Depends on what kind of sand, it’s basically just chaos with tiny rocks, if they fit better they’ll be heavier. Also material of the sand. Big rocks, small rocks. All matters.

Ivan's avatar

Weight is a property given to 3-Dimensional objects.

stranger_in_a_strange_land's avatar

The measure you need is cubic inches. It depends greatly on how compacted the sand is.

Dr_Lawrence's avatar

Loose dry sand has a mass of 1602 kilograms/cubic metres or 100.00959284437472972860113884918 pounds per cubic foot
give or take~

Dr_Lawrence's avatar

Loose dry sand has a mass of 1602 kilograms/cubic metres or

17.278342515730927355902807792863 cubic inches of dry sand per pound

give or take~

dpworkin's avatar

Dr Lawrence awrence awrence ence ence…

pallen123's avatar

Thank you. So 17 cubic inches for sand. Thank you! Would it change much if it was iron or steel filings?

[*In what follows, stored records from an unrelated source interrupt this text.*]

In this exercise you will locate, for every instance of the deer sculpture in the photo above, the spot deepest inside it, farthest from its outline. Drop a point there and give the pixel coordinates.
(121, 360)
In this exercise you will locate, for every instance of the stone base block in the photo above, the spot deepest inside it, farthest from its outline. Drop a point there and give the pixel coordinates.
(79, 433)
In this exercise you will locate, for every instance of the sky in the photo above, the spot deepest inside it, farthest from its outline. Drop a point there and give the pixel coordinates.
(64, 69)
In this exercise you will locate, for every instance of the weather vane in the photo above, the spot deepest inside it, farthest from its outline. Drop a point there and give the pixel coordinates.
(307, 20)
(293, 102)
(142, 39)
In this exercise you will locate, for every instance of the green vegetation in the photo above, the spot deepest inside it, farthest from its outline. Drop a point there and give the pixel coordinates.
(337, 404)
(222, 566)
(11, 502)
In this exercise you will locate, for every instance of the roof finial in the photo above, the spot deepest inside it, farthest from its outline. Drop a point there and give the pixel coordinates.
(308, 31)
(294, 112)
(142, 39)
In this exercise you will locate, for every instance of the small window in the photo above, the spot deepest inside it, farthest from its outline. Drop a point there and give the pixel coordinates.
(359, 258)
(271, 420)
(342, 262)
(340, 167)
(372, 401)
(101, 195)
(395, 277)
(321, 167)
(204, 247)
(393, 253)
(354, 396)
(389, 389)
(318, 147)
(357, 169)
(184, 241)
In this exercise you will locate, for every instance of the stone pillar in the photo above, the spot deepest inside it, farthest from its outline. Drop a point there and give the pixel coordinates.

stranger_in_a_strange_land's avatar

Iron or steel would be a bit more. Compare atomic weights of iron and silicon.

Cruiser's avatar

If you are looking for heavy powders Zinc dust and tungsten carbide are insanely dense and heavy powders.

stranger_in_a_strange_land's avatar

Lead bird shot would give you good weight per volume, say, #9 shot.

MaryW's avatar

Dry sand is too broad a description. The particles each may have a different volume and weight.
Too many variables.
Mark a square inch area on a pallet and fill the area flatly (Good Luck) and weigh the sand, weight the pallet you put the sand on. Get the sand weight. Do the math: How many squares of that weight will it take to make a pound. You will have the answer for that particular sand.

cazzie's avatar

Go metric…. Dr. Lawrence is right.

But remember to measure the density of the sand (or anything you’re trying to measure by volume) Take a Xml measure and then weight it. Extrapolate the result. I work with weight, not volume because the density of the materials I use vary.

Metrics is based on water volume=weight 1 liter (1000ml) water = 1 kg. (roughly) 1kg of salt takes up less space than 1kg of water. It’s more dense. So, if I was to add 1 liter of salt to something, but what I meant to add was 1kg I would be messing up my batch. Oil, on the other hand, is lighter than water, so if I buy 1liter of oil, it’s not going to weigh 1kg. It’s usually somewhere around 900g. depending on the oil.

Of course, you’re going to be dealing with packing and that effects your volume. Your sand will be more packed on the bottom of what ever it is your’re filling, so you’re only going to be estimating this, to be sure.

gondwanalon's avatar

Is this a trick question? Do you mean to ask how many cubic inches of sand there are in one pound? If you are talking about cubic inches of sand then the answer is simple.

pallen123's avatar

Yes @gondwanalon, cubic inches.

gondwanalon's avatar

To determine how many cubic inches of dry sand make a pound first find out how many ounces of dry sand are in 1 cubic inch of sand. Then calculate the number of cubic inches in 16 ounces. For example: Lets say that you determine that 1 cubic inch weighs 2.1 oz. Then just set up the following relationship:

2.1 oz/1cubic inch = 16 oz/X

X = 16 oz (1 cubic inch/2.1 oz) Then X = 7.62 cubic inches/16 oz

or 7.62 cubic inches of sand per pound

Of course you will want to note the conditions at the time of measurement such as the type of sand, humidity and temperature and atmospheric pressure.